SECURITIES AND EXCHANGE COMMISSION
WASHINGTON, DC  20549

FORM 8-K

CURRENT REPORT

Pursuant to Section 13 or 15(d) of the
Securities Exchange Act of 1934

Date of report (Date of earliest event reported):   September 3, 2010

China SLP Filtration Technologies, Inc.
(f/k/a China Filtration Technologies, Inc.)
(Exact Name of Registrant as Specified in Charter)

Delaware
 
000-53010
 
90-0475058
(State or Other Jurisdiction
 
(Commission File Number)
 
(IRS Employer
of Incorporation)
     
Identification No.)

Shishan Industrial Park
Nanhai District, Foshan City, Guangdong Province, PRC
(Address of Principal Executive Offices)

Registrant's telephone number, including area code:  011-86-757-86683197

Check the appropriate box below if the Form 8-K filing is intended to simultaneously satisfy the filing obligation of the registrant under any of the following provisions (see General Instruction A.2. below):
 
¨ Written communications pursuant to Rule 425 under the Securities Act (17 CFR 230.425)
 
¨ Soliciting material pursuant to Rule 14a-12 under the Exchange Act (17 CFR 240.14a-12)
 
¨ Pre-commencement communications pursuant to Rule 14d-2(b) under the Exchange Act (17 CFR 240.14d-2(b))
 
¨ Pre-commencement communications pursuant to Rule 13e-4(c) under the Exchange Act (17 CFR 240.13e-4(c))

 

 

ITEM 5.02
DEPARTURE OF DIRECTORS OR CERTAIN OFFICERS; ELECTION OF DIRECTORS; APPOINTMENT OF CERTAIN OFFICERS; COMENSAOTRY ARRANGEMENTS OF CERTAIN OFFICERS.

Election of Mr. Su Lei as a Director.

On September 3, 2010, the Board of Directors increased the size of the Board from 5 to 6 and elected Mr. Su Lei as a director to fill the vacancy created thereby.

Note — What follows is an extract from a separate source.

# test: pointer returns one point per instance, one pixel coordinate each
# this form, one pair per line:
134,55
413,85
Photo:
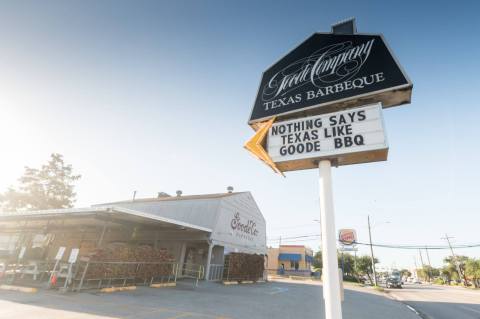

Mr. Su currently serves as the Associate Director of Information of the State Environmental Protection Agency in China, a position he has held since 2001.   Mr. Su has successively acted as Principal Staff Member, Associated Director and Director of China Environmental Protection Industrial Association since September 2001.  He also currently serves as the Director of the Working Committee of China Green Star, a position he has held since 2002.   China Green Star is a non-profit organization under China's Environmental Protection Association which focuses on promoting the interests of the environmental protection industry.   We believe that Mr. Su’s position and experience with the State Environmental Protection Agency and his understanding of public policy matters make him well suited to serve on our board of directors.  Mr. Su received a bachelor’s degree in the Electronic Engineering from China Air Force Missile Institute, and he is now a senior engineer in Environment Management.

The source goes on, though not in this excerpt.